Let $G$ be a topological group (locally compact and Hausdorff) continuously acting on a topological space $M$. Does this implies that the normal subgroup of $G$ made by the elements fixing each $m\in M$ is closed? If so, any hint on how to prove it?

Answer 1

We could use nets to see it (often handy in topological group arguments, I find):

so the action $a: G \times X \to X$ where $a(g,x) = g \cdot x$ is a continuous map.

Let $I \to g_i$ be a net in $G$ in the said normal subgroup, and suppose $g_i \to g$.

Let $x \in X$, then $g \cdot x = a(g,x) = a(\lim_i g_i, x) = \lim_i a(g_i,x)$ (by continuity of $a$ in the first coordinate) $= \lim_i g_i \cdot x = \lim_i x = x$ as each $g_i$ fixes $x$. As $x \in X$ is arbitrary, so $g$ is also in the intersection of all stabilisers. So that set is closed under net-limits, hence closed.

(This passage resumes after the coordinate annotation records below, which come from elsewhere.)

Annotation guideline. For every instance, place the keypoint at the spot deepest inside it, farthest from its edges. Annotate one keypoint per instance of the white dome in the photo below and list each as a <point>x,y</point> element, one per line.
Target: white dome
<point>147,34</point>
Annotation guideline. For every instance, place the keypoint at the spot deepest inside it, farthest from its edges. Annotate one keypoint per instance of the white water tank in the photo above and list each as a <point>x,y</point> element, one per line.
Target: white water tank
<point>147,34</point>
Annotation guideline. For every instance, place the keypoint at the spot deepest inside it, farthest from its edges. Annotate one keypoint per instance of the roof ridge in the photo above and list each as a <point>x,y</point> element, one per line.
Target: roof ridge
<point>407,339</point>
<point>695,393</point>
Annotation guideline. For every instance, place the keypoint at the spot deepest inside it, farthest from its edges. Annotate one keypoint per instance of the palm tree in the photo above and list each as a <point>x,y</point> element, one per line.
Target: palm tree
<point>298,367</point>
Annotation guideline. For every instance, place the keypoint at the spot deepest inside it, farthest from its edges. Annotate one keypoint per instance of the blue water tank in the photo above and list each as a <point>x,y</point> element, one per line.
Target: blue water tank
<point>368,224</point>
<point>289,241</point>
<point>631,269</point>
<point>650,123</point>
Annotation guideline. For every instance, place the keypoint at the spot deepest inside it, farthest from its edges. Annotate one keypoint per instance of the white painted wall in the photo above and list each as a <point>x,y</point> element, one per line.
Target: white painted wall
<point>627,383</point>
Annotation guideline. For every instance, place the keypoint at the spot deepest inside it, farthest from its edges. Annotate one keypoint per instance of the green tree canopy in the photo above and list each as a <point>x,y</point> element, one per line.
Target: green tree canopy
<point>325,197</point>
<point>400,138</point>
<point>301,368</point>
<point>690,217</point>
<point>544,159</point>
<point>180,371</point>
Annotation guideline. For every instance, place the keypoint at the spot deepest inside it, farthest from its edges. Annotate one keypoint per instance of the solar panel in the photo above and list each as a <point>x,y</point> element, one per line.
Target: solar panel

No assumptions on $G$ are needed, and we use Hausdorffness on $X$ because we want the limits of nets to be uniquely defined. Eric Wofsey points out in his answer that something on $X$ is needed here..

Answer 2

This is false in general. For instance, if $M$ has the indiscrete topology, then any action of $G$ on $M$ is continuous, so the normal subgroup fixing all elements of $M$ could be any normal subgroup at all (given any normal subgroup $N$, let $M=G/N$ with the usual action).

It is true assuming $M$ is $T_1$. Indeed, in that case the subgroup in question is just the intersection of the closed sets $\mu_m^{-1}(\{m\})$ for each $m\in M$, where $\mu_m:G\to M$ is the map $\mu_m(g)=g\cdot m$.